I just read an article on adoption etiquette. Not only are some people insensitive about adoption but they're also insensitive about "step" parenting.
One of the things that people say the most is "Which ones are your real kids?"
There are days I want to respond with: "Well, can't you tell which ones are the plastic kids and real kids? I feed the real ones real food and the fake ones plastic food."
Of course I don't but I politely respond with a comment abouthow they're my kids but I only gave birth to 3 of them.
I had an awkward experience with this at WalMart the other weekend. I was finishing up some shopping and happened to walk by a lady I've known for a very long time but don't see frequently. As usual I had my 6 kids in tow. After a brief hello I was asked if they were ALL my kids. I put on a big smile, answered yes and they're so much fun. This is where it got awkward.

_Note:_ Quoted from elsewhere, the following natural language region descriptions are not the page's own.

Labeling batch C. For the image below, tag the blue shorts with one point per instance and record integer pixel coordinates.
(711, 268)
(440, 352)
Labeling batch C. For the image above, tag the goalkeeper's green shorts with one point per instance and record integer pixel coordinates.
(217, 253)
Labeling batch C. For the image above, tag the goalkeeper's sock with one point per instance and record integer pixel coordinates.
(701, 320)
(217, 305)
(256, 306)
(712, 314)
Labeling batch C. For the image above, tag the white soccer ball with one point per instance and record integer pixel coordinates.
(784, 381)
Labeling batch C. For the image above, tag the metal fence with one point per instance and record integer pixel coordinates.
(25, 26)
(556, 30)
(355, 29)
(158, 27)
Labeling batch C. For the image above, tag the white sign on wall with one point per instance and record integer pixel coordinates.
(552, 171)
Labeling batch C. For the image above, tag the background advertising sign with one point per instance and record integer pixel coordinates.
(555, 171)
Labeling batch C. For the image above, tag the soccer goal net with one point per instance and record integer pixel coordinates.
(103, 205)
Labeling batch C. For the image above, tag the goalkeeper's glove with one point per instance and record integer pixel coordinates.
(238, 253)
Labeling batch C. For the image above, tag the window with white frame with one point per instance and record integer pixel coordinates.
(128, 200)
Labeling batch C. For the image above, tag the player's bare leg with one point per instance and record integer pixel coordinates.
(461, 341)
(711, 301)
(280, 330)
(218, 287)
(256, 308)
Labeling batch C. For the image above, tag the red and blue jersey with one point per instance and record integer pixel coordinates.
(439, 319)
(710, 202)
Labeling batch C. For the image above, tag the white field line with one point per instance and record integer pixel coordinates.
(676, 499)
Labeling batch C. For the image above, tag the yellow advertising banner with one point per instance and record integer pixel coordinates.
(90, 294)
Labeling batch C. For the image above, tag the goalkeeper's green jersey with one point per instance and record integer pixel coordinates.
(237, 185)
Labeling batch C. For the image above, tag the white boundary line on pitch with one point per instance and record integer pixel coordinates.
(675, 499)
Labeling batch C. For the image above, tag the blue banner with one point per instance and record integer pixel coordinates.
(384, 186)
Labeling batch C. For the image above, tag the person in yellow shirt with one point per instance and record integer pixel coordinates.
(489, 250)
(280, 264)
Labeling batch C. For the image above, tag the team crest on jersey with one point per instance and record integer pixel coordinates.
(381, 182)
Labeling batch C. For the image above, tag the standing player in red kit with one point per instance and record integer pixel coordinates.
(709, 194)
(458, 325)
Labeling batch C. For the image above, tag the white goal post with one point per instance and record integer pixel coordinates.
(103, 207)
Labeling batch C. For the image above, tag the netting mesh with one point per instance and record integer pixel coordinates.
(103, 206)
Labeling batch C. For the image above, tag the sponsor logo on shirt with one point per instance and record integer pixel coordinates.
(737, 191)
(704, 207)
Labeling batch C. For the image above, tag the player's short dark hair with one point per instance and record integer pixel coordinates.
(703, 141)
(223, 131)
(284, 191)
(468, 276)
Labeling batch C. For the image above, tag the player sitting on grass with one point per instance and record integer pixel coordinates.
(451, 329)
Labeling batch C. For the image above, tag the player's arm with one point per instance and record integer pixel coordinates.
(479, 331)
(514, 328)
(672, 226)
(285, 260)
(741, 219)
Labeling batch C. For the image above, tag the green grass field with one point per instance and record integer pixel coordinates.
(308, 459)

When Rob and I got married our kids ages interlocked. Kason 12, Kim 11(almost), Dallon 10, Bethany 9, AJ 8 and Colten 6. Kim and Dallon are actually about 7 months apart. I've gotten tired of explaining our family every time someone asks about my kids. Frankly, it's none of their business how our family works. I feed them, love them, and care for all of them on a daily basis. Therefore, they're all mine. Ok, back to my story.
This woman, who truly is a great person, gave me the most horrified look! In the look she had insinuated I had been quite the baby factory. I could tell she was curious and baffled at my lack of explaination. I left her there and went on my merry way with my children.

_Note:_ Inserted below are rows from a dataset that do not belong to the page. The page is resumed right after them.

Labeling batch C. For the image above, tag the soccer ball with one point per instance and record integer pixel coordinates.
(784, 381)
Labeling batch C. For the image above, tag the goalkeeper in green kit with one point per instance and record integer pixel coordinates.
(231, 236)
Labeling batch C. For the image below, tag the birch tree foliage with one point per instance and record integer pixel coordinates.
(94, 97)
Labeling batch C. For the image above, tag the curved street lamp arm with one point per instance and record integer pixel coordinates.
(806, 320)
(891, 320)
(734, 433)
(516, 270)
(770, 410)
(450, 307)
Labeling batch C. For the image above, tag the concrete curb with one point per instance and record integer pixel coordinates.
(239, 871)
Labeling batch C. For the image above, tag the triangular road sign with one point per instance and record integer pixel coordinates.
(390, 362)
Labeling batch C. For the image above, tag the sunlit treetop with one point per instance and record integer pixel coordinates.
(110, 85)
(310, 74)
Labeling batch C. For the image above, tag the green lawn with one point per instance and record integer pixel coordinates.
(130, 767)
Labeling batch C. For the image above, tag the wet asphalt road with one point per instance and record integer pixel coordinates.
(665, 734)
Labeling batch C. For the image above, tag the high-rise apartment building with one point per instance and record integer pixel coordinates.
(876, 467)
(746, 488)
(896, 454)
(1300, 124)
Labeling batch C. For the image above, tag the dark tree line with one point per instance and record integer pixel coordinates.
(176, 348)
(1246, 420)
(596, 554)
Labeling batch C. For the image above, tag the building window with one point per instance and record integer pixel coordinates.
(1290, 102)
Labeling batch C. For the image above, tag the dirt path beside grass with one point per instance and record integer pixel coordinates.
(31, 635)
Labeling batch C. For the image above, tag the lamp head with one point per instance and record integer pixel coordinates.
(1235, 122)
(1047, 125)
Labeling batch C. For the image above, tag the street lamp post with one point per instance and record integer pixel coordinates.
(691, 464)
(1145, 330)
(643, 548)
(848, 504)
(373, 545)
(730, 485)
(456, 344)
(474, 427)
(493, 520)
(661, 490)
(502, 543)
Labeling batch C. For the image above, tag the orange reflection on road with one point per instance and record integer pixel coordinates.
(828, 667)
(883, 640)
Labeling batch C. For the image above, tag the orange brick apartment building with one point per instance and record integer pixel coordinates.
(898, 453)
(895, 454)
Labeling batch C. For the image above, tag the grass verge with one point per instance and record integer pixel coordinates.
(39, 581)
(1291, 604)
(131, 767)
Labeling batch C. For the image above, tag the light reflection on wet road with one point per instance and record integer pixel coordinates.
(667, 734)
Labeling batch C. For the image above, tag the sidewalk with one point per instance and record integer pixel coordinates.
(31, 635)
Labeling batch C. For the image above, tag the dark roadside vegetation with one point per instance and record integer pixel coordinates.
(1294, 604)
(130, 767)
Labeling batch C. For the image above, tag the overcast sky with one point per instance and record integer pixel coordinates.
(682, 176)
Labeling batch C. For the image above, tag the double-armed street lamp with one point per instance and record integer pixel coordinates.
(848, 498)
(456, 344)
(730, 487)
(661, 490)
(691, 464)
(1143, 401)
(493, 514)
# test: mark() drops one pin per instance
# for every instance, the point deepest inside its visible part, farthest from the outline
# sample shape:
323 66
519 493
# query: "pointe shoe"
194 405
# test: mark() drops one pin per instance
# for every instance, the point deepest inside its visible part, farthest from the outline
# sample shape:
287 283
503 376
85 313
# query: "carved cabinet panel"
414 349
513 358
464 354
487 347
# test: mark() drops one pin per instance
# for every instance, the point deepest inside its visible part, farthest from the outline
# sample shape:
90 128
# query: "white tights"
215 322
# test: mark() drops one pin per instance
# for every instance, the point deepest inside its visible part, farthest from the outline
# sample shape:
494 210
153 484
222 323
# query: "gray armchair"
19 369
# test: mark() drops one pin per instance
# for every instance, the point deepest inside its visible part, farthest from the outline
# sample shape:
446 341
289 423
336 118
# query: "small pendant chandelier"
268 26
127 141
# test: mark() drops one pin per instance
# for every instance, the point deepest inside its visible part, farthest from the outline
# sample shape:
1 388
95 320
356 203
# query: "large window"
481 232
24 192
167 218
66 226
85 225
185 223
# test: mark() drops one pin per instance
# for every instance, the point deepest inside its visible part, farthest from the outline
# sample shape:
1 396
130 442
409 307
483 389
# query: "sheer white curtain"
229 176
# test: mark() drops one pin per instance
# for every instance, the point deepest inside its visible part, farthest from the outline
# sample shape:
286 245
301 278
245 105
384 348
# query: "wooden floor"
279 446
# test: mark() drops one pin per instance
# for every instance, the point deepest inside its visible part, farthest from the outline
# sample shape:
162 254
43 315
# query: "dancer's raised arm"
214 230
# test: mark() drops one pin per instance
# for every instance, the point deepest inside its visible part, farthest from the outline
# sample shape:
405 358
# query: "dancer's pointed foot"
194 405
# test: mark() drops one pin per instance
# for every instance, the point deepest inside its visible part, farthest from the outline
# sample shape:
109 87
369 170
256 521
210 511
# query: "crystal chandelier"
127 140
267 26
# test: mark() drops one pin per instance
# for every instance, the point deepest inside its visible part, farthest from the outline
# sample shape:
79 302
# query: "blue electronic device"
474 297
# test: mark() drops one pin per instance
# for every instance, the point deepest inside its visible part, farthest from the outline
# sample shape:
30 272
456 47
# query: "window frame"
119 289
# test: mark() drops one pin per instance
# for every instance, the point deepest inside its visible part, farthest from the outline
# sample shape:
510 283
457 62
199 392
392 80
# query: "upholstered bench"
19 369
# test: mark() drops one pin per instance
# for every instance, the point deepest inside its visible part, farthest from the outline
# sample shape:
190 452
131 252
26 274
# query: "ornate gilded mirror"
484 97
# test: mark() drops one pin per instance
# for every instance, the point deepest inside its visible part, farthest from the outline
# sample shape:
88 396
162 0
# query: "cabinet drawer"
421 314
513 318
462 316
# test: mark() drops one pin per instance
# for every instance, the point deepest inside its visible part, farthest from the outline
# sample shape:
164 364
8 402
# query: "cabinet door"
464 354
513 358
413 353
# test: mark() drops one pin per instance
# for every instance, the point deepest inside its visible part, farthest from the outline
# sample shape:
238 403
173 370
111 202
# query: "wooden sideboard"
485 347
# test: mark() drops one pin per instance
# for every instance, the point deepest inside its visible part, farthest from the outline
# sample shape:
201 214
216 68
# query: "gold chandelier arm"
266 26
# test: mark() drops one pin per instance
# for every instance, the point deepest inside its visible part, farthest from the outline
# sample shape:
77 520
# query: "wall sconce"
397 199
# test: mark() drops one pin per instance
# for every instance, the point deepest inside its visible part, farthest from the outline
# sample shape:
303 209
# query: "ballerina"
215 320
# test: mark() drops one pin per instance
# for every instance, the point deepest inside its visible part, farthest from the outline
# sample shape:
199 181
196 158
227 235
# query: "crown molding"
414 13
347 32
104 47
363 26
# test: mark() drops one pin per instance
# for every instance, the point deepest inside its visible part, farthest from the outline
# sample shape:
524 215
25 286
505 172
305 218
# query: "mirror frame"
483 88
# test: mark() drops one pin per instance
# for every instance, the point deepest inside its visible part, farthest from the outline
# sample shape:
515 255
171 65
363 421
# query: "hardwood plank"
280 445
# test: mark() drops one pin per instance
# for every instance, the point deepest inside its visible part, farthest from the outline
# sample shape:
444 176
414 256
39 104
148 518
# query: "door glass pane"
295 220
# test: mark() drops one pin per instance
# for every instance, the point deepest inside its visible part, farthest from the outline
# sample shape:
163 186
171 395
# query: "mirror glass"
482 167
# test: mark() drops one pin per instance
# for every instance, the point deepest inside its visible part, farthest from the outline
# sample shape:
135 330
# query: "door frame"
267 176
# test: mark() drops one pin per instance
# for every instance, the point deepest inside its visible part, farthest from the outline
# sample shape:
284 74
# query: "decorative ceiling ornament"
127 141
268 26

What I think people fail to realize is that we're not all traditional families. Some are blended kids and some are adopted. Either way, we're a family, just like yours. At home we don't remind the kids that they're not ours or "real". It's the people that ask inappropriate questions that tell our kids they don't fit. I know my kids fit, in my heart.

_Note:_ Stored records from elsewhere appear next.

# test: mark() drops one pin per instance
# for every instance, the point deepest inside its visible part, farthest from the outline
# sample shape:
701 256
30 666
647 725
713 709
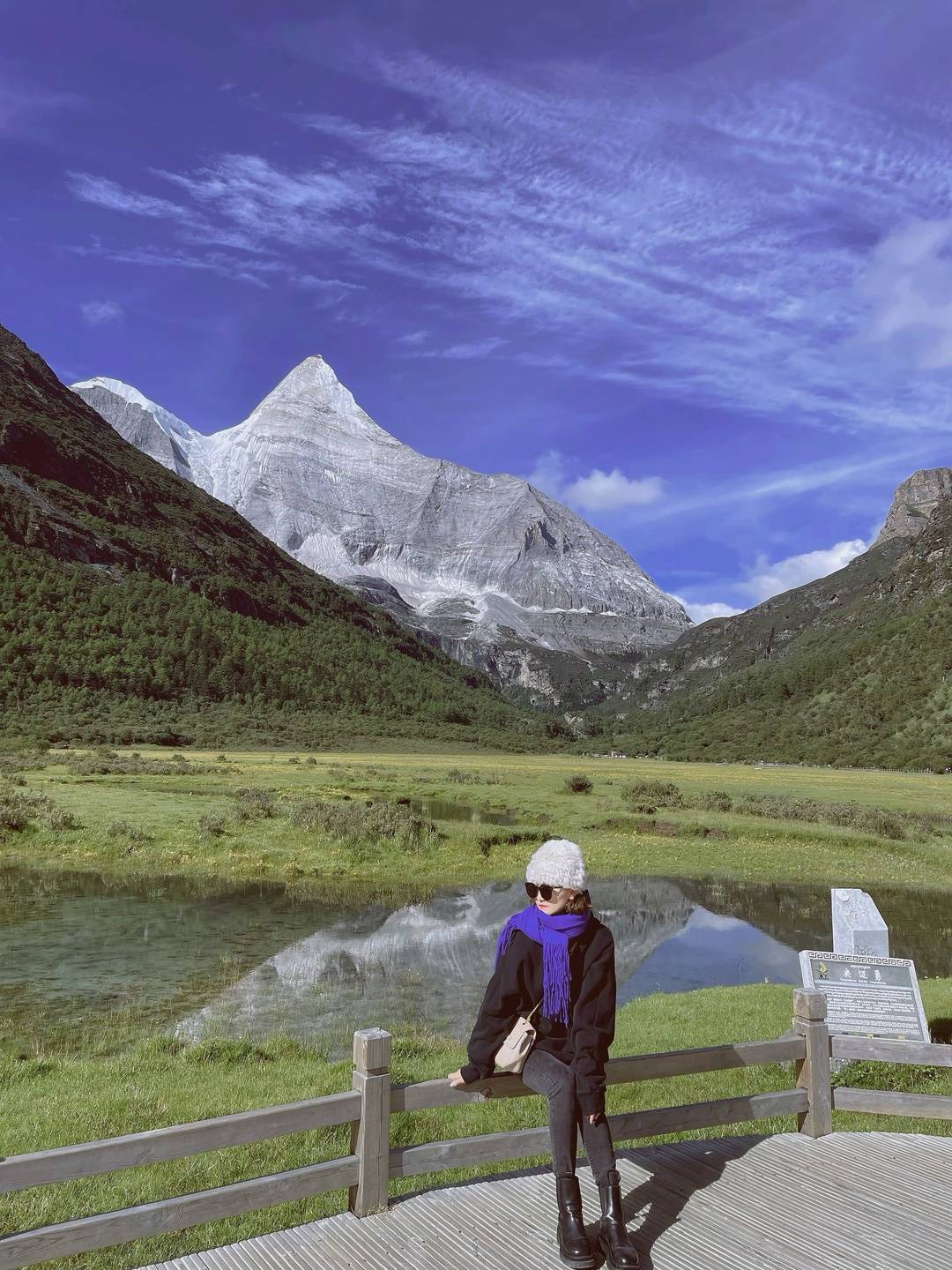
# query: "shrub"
507 840
577 784
61 819
130 832
254 804
649 796
714 800
363 826
18 811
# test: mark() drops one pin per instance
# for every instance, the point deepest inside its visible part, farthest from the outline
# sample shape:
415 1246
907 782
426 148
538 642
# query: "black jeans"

On the flip side, there are times that people recognize us as a family. My sweet visiting teacher noticed my daughter walking down the school hall and commented on it. She said that my daughter and I have the same spring in our step and our hair swings the same way. She could tell she belongs to me. This made my heart swell! She was really surprised when I mentioned that my daughter wasn't biologically mine. I didn't mind explaining to her. It warmed my heart that she didn't question my love or the fact that my daughter is mine even if we don't share the same DNA.
Adoption is an act of love on all parts. The parents showed unmeasurable love for the child by allowing another set of people to be active parents. Step parenting isn't any different and is as rewarding as any other form of parenting. As a good woman once mentioned...I'm not a "step" parent, I'm a BONUS parent.